Battered by patent expiries, AstraZeneca has been working to join the field in hopes of bolstering its oncology portfolio – a key pillar to its hope of reaching $45 billion in sales by 2023. Last year, for example, the British pharma sunk 40% of its overall R&D investment into its oncology pipeline.
"Our immuno-oncology portfolio, our IO/IO combination of durvalumab and tremelimumab, can position us in front-line lung cancer, bladder cancer and head and neck cancer over the next couple years, propelling us into a leadership role in immuno-oncology," Freedman said.
But that hope remains just an ambition, for now. Bristol-Myers and Merck both have a lengthy head start commercially and have carved out growing market positions in the largest cancer types (even factoring in the damaging setback to Bristol-Myers in NSCLC last summer).

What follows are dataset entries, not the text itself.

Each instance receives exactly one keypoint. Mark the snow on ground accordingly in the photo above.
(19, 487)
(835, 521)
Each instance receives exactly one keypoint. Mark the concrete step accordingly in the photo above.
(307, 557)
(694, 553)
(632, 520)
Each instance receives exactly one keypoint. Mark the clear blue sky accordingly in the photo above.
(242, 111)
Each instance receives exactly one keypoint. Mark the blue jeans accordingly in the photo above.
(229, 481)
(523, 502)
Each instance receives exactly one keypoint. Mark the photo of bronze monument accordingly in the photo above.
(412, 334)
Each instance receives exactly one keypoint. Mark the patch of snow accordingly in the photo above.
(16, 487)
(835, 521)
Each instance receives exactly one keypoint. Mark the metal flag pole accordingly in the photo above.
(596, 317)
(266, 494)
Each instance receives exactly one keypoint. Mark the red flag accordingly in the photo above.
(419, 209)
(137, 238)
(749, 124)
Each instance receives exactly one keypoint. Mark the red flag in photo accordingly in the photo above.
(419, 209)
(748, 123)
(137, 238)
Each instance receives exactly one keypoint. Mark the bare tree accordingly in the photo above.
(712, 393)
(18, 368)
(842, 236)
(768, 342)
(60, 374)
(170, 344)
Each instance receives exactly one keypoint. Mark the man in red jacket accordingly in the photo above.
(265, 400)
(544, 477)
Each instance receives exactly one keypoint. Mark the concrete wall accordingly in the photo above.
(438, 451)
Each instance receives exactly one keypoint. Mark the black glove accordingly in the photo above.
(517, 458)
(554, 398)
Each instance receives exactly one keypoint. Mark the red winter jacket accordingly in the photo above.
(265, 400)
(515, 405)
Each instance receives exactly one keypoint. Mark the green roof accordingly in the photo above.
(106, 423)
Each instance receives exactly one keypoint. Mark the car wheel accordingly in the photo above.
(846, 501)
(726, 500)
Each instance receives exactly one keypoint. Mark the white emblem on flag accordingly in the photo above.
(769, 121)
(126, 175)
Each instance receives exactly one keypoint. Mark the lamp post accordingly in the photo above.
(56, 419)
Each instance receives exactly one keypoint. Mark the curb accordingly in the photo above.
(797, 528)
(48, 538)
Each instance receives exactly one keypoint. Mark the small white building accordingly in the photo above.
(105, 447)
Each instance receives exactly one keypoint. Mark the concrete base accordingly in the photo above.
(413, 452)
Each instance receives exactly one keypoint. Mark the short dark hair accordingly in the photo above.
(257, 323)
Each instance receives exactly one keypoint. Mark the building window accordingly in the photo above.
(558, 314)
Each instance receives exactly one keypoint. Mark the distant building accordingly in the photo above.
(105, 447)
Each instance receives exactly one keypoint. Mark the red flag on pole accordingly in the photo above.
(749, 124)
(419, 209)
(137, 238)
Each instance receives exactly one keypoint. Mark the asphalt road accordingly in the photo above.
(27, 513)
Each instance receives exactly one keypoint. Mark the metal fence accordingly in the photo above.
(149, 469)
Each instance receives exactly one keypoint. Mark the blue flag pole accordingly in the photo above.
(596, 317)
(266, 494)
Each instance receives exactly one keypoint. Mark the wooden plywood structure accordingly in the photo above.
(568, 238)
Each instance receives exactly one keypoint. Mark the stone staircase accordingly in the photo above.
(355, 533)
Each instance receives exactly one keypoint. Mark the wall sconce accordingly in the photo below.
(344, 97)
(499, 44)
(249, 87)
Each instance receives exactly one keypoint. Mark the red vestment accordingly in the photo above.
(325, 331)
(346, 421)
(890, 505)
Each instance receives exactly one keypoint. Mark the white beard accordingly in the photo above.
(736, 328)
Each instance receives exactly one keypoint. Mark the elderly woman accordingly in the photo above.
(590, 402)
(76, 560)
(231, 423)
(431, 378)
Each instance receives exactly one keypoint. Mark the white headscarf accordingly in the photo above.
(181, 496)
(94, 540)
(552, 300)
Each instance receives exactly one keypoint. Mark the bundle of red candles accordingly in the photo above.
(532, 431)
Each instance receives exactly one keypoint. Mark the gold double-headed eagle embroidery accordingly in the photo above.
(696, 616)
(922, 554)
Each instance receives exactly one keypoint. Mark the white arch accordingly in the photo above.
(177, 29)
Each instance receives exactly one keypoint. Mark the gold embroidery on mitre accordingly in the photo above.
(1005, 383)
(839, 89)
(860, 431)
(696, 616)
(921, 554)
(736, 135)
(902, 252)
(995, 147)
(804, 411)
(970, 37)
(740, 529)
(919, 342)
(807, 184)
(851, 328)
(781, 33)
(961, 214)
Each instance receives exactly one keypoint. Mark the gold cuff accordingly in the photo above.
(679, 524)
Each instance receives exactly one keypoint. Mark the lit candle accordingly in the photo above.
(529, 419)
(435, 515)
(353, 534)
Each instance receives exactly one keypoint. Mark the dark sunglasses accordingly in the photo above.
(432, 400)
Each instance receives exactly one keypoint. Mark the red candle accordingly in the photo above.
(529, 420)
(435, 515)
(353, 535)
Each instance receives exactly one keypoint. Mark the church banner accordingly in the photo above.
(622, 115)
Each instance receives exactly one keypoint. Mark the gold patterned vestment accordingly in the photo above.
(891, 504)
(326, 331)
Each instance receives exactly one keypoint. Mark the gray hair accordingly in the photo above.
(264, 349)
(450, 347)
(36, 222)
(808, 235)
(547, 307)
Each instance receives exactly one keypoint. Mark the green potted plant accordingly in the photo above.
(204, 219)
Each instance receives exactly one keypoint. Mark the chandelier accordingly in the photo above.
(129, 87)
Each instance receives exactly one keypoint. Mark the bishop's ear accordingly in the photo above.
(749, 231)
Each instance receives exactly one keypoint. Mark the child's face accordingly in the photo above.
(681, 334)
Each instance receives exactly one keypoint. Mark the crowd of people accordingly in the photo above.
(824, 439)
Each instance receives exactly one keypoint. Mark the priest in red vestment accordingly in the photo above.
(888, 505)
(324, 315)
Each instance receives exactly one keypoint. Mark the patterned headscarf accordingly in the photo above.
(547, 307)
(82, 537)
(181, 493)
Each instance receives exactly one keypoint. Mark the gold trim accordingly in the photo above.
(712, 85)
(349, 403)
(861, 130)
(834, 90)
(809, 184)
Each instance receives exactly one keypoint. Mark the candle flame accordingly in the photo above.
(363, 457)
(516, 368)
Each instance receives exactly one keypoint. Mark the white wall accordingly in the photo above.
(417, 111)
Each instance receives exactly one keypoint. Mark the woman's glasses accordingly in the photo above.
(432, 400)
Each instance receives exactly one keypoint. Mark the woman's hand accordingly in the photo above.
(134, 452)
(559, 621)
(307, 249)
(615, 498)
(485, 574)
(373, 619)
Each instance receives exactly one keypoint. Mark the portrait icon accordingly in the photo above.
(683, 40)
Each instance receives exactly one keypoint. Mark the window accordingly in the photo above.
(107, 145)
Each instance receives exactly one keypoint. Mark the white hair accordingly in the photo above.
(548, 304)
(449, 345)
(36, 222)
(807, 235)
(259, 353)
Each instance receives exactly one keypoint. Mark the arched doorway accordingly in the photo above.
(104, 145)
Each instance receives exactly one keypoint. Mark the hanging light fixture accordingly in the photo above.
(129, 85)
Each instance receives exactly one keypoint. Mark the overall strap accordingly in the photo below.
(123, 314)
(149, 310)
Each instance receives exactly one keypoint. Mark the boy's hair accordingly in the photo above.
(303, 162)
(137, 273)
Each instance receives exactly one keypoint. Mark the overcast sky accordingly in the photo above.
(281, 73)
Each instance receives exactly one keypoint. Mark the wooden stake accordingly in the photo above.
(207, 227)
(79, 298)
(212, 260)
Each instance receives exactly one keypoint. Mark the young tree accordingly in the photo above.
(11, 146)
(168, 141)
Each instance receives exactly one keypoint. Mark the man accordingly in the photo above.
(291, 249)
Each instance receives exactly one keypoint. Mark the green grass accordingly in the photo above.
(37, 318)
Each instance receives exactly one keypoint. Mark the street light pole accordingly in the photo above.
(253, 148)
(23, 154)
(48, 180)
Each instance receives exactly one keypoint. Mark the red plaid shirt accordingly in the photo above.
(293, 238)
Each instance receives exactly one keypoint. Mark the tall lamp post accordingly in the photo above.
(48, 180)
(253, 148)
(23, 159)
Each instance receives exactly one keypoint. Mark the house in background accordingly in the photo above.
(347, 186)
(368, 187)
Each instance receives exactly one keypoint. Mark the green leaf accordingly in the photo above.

And AstraZeneca isn’t the only one looking at combinations. Bristol-Myers’ combo of Opdivo plus Yervoy (ipilimumab) has become a standard treatment for certain advanced melanoma patients, while Merck surprised markets in January by securing a speedy review from the Food and Drug Administration for its combo of Keytruda and chemotherapy in first-line lung cancer.
That stiff competition has raised the stakes for AstraZeneca, which will need a hit from its closely watched MYSTIC study testing durvalumab and tremelimumab in NSCLC. (The FDA is also set to decide on approval for durvalumab monotherapy in bladder cancer in the second quarter.)
Jefferies, an investment firm, recently downgraded AstraZeneca’s stock to a “hold” rating, citing in part lower peak sales estimates for durvalumab and tremelimumab due to chemo-I/O combinations.
Complement to targeted therapy
Success with durvalumab will also have an impact on AstraZeneca’s existing cancer portfolio, led by the lung cancer drug Tagrisso (osimertinib) and the PARP inhibitor Lynparza (olaparib).
Tagrisso is currently approved in second-line NSCLC for those patients who have EGFR T790M mutations after progression from treatment with an EGFR tyrosine kinase inhibitor like AstraZeneca’s older Iressa (gefitinib).
By year end, AstraZeneca hopes to submit Tagrisso for approval as a first-line therapy for patients with advanced EGFR mutated NSCLC. Data from the FLAURA trial in that setting is expected in the second half of this year.
Add in an approval for durvalumab and AstraZeneca would have a flexible portfolio of lung cancer treatments that could apply to a broader range of patients.
"If we are successful there, we will actually own the whole lung cancer space in first line with immuno-oncology and Tagrisso," declared Freedman.
Immuno-oncology acts more systemically than targeted therapy and the hope is drugs like durvalumab and tremelimumab will be active across a range of tumor types, complementing the laser-like focus of drugs like Tagrisso on certain subsets of patients.
"[I/O and targeted therapy] together really complement each other and there are also opportunities to combine together and extend the population from the targeted agent to a broader population with the immunotherapy," Freedman said.
While sales of Tagrisso and Lynparza have grown quickly and represent strong market opportunities, durvalumab will enable AstraZeneca to compete with rivals in larger markets and anchor new combinations down the road.
CEO Pascal Soriot has flagged the next 12 to 18 months as a key inflection point for the company to pivot from managing patent losses to new growth. One way or the other, oncology will be a big part of whether AstraZeneca handles that transition smoothly.